Search code examples
pysparkdate-format

how to convert the date format 'YYYY-MM-DD' to ddMMyy in pyspark?


I tried to convert the date format 2018-07-12 to ddMMyy using to_date but i get null after converting the dateformat

df = spark.createDataFrame([('2018-07-12',)], ['Date_col'])

df = df.withColumn('new_date',to_date('Date_col', 'ddMMyy'))

I need to use this logic to convert the dataframe column. I am new to the spark programming and tried lot of solutions but nothing helps.

I need to concat the ddMMyy from one column and hhss from other column

Any help please?


Solution

  • First of all let's create DataFrame

    df = spark.createDataFrame([('2018-07-12',)], ['Date_col'])
    df.show()
    
    +----------+
    |  Date_col|
    +----------+
    |2018-07-12|
    +----------+
    

    Then we will define UDF function for that.
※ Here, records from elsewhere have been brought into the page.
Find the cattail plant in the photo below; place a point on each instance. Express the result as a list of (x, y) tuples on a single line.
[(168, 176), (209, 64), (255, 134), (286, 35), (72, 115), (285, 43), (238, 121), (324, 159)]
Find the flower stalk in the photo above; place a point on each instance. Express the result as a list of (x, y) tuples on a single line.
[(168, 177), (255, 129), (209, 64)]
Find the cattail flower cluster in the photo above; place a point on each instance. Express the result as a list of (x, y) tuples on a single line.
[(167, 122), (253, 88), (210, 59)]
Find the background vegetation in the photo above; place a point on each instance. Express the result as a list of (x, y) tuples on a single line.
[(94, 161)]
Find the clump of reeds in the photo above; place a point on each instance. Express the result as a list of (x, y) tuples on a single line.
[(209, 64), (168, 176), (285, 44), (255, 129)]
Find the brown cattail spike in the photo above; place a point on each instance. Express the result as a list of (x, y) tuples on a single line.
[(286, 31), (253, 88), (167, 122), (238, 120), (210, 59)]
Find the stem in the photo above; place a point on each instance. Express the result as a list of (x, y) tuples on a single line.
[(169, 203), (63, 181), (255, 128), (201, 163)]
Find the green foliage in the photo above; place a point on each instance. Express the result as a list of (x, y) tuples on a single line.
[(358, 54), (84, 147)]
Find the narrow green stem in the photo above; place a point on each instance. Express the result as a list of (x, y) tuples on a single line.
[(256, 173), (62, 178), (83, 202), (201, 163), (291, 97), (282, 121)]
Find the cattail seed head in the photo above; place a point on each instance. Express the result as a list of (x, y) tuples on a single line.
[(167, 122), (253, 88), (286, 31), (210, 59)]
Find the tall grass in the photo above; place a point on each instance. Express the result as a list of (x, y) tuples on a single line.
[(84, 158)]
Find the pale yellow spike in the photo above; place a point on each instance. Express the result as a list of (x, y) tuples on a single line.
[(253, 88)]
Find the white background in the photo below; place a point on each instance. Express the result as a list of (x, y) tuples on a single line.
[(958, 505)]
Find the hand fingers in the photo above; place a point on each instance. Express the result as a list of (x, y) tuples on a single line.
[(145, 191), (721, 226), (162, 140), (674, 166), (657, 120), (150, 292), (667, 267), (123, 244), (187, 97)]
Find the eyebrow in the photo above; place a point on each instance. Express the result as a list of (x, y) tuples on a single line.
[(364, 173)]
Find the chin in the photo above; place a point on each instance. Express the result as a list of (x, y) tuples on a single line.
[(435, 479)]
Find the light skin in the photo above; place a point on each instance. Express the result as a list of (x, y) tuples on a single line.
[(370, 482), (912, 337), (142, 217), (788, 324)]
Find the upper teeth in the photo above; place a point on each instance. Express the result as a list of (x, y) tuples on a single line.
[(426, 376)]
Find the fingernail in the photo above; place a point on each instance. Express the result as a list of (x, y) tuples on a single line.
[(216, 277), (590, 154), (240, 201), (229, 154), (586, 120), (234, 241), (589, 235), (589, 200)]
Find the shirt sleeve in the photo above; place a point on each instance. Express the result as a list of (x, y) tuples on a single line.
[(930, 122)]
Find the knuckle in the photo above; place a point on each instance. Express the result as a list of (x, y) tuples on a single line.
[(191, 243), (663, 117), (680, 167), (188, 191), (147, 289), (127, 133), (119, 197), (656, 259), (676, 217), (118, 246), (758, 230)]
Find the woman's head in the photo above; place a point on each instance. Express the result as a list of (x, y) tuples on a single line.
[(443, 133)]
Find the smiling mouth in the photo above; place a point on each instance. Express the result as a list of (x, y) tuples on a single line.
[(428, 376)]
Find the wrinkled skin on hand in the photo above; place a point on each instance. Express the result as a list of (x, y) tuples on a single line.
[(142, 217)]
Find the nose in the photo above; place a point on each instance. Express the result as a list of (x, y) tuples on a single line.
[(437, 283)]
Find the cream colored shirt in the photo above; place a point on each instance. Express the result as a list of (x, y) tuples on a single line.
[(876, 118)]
    from datetime import datetime
    import pyspark.sql.types as T
    import pyspark.sql.functions as F
    
    
    def user_defined_timestamp(date_col):
        _date = datetime.strptime(date_col, '%Y-%m-%d')
        return _date.strftime('%d%m%y')
    
    user_defined_timestamp_udf = F.udf(user_defined_timestamp, T.StringType())
    

    And at the end we will apply our functions on DateFrame in order to create column we want.

    df = df.withColumn('new_date', user_defined_timestamp_udf('Date_col'))
    df.show()
    
    +----------+--------+
    |  Date_col|new_date|
    +----------+--------+
    |2018-07-12|  120718|
    +----------+--------+